In practice, family members and carers frequently make day to day decisions, including decisions on the spending of money, on behalf of people who do not have capacity. However, there is no legal right to make such decisions for adults nor is there any protection for the person making the decision.  In particular, there is a legal vacuum in respect of routine decision-making on behalf of people over the age of 18 who have intellectual disabilities and lack capacity.

The new bill addresses the following main points:

  • Provision of a statutory presumption of capacity
  • Assessment of capacity as time-specific and issue-specific
  • The provision of all practicable steps to help a person to make a decision before regarding him/her as unable to do so
  • Proposals for a scheme of Personal Guardianship and for the Office of Public Guardian
  • The integration of the enduring power of attorney and guardianship into one legal framework
  • Legal protection for people engaging in bona fides informal decision-making in connect with the personal care and health care of a person whose decision-making capacity is impaired
  • The key guiding principles of the new law should:

– Provide all adults, including those who may be vulnerable, with the maximum degree of autonomy consistent with appropriate standards of protection
– Ensure that the best interests of the person with impaired capacity must always be the main factor in any decision.

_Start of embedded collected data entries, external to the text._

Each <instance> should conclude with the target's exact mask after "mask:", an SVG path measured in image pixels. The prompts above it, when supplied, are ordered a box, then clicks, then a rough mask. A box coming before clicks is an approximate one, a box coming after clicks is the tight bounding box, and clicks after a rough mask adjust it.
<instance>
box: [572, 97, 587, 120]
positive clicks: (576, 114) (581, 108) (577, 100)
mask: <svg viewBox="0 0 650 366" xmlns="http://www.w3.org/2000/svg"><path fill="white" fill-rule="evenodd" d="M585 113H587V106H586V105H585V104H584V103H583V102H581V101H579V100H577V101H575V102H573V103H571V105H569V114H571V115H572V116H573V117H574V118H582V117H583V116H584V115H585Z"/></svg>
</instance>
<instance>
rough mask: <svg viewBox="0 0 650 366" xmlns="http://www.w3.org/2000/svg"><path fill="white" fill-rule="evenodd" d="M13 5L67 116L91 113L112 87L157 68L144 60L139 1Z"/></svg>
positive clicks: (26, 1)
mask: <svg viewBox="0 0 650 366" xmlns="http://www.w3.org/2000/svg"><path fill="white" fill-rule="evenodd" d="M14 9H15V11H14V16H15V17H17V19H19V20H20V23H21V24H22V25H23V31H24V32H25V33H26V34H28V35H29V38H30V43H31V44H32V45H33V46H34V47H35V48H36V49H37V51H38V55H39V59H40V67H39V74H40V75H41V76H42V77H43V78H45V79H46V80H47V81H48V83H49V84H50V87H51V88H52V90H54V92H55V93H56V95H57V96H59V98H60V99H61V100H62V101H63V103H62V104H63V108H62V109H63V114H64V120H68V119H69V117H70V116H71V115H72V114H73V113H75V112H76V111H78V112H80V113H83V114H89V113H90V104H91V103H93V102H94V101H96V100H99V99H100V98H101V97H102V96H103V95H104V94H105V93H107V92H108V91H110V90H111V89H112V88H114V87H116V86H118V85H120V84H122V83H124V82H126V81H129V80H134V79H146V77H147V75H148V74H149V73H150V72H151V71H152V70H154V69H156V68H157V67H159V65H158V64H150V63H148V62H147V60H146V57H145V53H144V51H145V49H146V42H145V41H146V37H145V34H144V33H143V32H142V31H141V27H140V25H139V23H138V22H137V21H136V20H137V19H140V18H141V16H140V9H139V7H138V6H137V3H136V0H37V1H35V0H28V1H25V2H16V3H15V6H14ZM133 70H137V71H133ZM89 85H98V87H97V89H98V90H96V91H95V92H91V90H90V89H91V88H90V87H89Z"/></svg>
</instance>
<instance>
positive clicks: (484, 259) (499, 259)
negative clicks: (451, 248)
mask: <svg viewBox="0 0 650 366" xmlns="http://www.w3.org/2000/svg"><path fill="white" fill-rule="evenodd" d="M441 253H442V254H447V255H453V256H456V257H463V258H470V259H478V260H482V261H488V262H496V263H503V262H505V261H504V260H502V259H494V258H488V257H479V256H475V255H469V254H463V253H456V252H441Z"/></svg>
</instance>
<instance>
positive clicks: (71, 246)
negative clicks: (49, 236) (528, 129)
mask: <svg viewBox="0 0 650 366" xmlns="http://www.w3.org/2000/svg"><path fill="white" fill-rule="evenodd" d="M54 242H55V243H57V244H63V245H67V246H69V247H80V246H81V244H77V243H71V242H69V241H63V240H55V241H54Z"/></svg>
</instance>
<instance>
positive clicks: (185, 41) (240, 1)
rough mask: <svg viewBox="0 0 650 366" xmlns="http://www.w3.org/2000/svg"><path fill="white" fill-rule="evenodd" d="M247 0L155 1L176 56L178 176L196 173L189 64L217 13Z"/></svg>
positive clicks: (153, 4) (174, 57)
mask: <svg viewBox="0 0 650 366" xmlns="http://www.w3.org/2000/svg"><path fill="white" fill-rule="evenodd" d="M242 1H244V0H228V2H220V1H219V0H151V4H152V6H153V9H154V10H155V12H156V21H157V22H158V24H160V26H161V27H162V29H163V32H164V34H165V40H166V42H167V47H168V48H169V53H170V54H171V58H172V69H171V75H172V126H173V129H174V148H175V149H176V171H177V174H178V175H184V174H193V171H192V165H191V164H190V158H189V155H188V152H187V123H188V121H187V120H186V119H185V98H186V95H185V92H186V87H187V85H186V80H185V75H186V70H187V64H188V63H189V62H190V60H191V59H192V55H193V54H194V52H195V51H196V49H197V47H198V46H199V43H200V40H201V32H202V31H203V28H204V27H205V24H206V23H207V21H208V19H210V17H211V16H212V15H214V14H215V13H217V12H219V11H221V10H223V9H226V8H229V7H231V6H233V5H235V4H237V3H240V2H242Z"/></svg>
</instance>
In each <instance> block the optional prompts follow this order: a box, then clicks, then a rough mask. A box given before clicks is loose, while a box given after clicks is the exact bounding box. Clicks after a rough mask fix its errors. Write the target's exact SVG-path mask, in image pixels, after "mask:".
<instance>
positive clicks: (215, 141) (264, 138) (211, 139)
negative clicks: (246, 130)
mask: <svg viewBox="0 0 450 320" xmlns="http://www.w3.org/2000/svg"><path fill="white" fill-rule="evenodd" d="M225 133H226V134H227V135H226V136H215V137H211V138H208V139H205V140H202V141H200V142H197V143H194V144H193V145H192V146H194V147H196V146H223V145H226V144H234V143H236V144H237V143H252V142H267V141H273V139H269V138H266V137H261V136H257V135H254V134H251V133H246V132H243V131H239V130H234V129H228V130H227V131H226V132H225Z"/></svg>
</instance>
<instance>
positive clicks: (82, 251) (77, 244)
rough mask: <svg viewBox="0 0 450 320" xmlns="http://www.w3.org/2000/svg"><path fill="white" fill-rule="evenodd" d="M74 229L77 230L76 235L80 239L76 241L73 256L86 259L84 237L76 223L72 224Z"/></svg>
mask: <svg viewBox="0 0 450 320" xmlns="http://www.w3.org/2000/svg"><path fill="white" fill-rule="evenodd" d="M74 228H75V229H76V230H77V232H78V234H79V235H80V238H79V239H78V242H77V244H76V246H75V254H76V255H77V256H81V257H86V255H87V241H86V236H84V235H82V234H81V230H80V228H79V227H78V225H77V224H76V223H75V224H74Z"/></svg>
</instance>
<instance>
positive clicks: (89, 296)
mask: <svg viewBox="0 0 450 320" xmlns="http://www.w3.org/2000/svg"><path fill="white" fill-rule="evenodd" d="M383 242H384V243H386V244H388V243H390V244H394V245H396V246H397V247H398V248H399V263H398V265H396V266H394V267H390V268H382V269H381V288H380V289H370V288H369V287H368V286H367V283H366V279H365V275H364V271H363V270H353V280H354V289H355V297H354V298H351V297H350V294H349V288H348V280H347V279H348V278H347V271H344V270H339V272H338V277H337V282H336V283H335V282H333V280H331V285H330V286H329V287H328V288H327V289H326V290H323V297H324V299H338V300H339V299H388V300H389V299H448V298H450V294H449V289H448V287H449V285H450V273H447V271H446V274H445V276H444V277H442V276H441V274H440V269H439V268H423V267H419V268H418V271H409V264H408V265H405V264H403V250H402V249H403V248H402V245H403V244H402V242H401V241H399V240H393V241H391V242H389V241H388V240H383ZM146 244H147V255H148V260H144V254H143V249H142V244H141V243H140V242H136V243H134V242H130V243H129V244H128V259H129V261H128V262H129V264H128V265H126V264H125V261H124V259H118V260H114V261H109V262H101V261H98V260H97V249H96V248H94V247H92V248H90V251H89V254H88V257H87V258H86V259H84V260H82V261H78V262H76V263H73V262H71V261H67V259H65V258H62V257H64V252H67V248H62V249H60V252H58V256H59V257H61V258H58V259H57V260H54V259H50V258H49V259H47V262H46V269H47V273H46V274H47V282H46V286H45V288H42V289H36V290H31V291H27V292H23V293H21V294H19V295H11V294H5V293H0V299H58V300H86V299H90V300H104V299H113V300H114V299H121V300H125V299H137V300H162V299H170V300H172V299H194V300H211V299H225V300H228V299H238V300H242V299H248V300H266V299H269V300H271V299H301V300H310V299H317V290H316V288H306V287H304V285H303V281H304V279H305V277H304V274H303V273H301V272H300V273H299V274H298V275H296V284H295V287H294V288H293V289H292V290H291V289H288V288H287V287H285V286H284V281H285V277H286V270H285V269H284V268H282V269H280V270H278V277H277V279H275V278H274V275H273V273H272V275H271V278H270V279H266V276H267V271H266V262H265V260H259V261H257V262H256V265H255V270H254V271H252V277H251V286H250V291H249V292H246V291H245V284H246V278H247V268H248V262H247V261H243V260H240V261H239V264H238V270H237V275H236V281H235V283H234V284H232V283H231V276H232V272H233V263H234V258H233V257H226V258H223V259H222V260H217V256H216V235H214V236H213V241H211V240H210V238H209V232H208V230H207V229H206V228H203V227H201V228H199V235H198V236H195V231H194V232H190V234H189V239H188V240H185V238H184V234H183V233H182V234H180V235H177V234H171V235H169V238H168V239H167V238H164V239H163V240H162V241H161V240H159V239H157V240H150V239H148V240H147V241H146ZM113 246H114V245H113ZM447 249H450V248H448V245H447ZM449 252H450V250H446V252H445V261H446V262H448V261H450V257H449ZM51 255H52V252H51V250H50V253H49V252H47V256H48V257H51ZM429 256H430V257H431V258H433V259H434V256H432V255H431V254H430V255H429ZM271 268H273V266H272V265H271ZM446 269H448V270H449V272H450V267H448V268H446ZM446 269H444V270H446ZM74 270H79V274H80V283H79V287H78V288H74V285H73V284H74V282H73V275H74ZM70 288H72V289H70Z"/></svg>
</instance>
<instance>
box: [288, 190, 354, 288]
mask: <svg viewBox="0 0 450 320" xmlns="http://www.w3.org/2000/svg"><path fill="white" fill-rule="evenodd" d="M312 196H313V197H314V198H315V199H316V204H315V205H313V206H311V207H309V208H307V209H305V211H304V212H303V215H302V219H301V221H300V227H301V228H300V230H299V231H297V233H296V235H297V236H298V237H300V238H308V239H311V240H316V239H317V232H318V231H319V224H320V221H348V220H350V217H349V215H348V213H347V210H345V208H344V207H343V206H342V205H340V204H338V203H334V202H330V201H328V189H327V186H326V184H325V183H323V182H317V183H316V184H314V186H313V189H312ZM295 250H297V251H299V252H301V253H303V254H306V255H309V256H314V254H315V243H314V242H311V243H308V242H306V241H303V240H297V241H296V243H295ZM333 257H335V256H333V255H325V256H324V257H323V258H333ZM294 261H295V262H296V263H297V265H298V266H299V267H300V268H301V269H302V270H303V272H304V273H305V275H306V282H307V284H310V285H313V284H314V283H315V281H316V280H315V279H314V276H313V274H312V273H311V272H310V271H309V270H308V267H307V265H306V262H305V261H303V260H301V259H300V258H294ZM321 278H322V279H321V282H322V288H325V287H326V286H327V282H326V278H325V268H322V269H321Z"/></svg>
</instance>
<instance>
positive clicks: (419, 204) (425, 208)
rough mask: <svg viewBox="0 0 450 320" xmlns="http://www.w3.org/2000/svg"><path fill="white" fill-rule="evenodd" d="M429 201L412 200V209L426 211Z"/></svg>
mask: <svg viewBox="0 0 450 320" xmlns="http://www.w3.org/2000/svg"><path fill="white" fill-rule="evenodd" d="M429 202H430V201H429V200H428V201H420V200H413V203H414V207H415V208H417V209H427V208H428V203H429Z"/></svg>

The presumption of capacity is an essential component of any rights-based legislative provisions. This means that everyone has legal capacity but some people need more support than others in order to exercise their legal capacity. Capacity should be assessed in a way which is fair and appropriate and which is free from prejudices based on external factors such as old age, mental illness or intellectual disability. It is important, therefore, that the legislation provides for that support and concentrates on supported decision making wherever possible as well as introducing fair and accountable mechanisms for substitute decision making.